THE WRONG DEFENDANT IS ON TRIAL

Since jury nullification is now acknowledged by the U. S. Attorney to be legal and can be discussed on courthouse property outside the courthouse (a public forum), the trial of Julian Heicklen for jury tampering has dragged to a close. The instructions that federal judges give in the U. S. District Courts in the 2nd Circuit include the statement:

    “Regardless of any opinion that you may have as to what the law may be or ought to be, it is your sworn duty to follow the law as I give it to you.”
(http://
federalcriminaljuryinstructions.com/uploads/FinalJuryInstructionsUSvBernardEbbers.pdf).

    The judge is lying twice. The jurors are not obligated to
uphold the law at all if they decide that justice will not be done.  Furthermore, if the law is upheld, it must be that written in the statute, not the judge’s rendition of it. Because I have exposed all federal judges as liars, my case cannot be tried, because there would be no impartial judge. In fact they should all be on trial for perjury to subvert justice.

Amnesty for Prisoners
    No prisoner in the United States has had an impartial legal trial. If they did not have a jury trial, then Amendment VI of the U. S. Constitution requirement for a jury trial was denied to them. If they had a jury trial, the judge tampered the jury by misinforming it of its duty.

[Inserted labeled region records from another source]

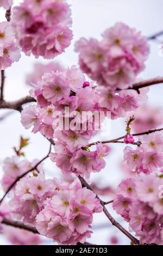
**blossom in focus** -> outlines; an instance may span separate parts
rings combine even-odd
[[[27,55],[53,59],[65,51],[72,39],[71,10],[66,2],[25,0],[12,9],[12,24]]]
[[[0,0],[0,7],[3,7],[8,10],[12,4],[12,0]]]
[[[130,193],[129,203],[129,199],[124,197],[127,192],[124,184],[127,183],[130,184],[128,190],[134,191]],[[162,198],[159,196],[161,185],[162,178],[151,173],[123,180],[118,186],[113,208],[129,222],[140,244],[162,244]]]
[[[20,50],[17,46],[14,29],[10,22],[0,23],[0,70],[10,66],[21,57]]]

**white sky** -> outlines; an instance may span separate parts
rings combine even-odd
[[[20,2],[15,1],[15,3]],[[78,63],[78,54],[73,51],[74,43],[76,40],[82,36],[100,39],[104,30],[116,22],[122,21],[131,27],[135,27],[145,35],[150,35],[163,29],[162,0],[69,0],[68,2],[72,5],[74,38],[65,53],[56,58],[56,60],[60,61],[65,66]],[[2,20],[4,20],[4,11],[0,10],[0,21]],[[158,45],[152,42],[146,69],[141,75],[143,78],[162,76],[163,58],[159,57],[158,51]],[[29,57],[22,54],[20,61],[7,69],[5,88],[6,99],[14,100],[28,94],[29,87],[26,85],[26,75],[32,70],[33,64],[39,61],[48,62],[42,58],[36,59],[33,56]],[[149,93],[149,102],[163,106],[162,86],[158,85],[152,87]],[[5,112],[8,111],[0,109],[0,117]],[[40,159],[48,150],[49,144],[46,139],[40,134],[33,135],[30,131],[25,130],[20,120],[20,114],[15,112],[0,123],[0,163],[5,157],[12,155],[12,148],[17,145],[20,135],[30,139],[30,145],[26,149],[26,156],[29,160]],[[122,129],[120,129],[120,127]],[[124,126],[120,119],[112,122],[111,135],[107,136],[105,134],[102,139],[115,138],[124,133]],[[93,175],[92,180],[98,180],[102,184],[118,184],[122,178],[119,163],[124,146],[116,144],[112,148],[112,153],[107,159],[106,167],[99,174]],[[60,173],[49,161],[46,162],[45,166],[49,175],[54,176],[55,174]],[[0,166],[0,175],[1,172]],[[116,215],[115,216],[117,216]],[[105,223],[106,225],[108,222],[104,214],[97,214],[95,223]],[[123,222],[123,225],[125,225]],[[108,237],[112,234],[120,233],[116,228],[112,227],[98,229],[90,241],[93,243],[108,244]],[[6,242],[0,238],[0,245]],[[128,239],[123,235],[121,235],[121,244],[129,244],[129,242]]]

    Thus in all criminal cases in this
country, the defendants were denied a legal fair trial. All of them should be given amnesty and released from prison immediately.

People’s Tribunal
    Heicklen proposes that citizen tribunals should be established to try each of the judges in the United States and punish them for jury tampering, if found guilty. No judge or attorney should be permitted to sit on this tribunal, because all of them have a conflict of interest. They all are guilty, either by direct participation or by condoning criminal behavior of the courts, of which they are officers.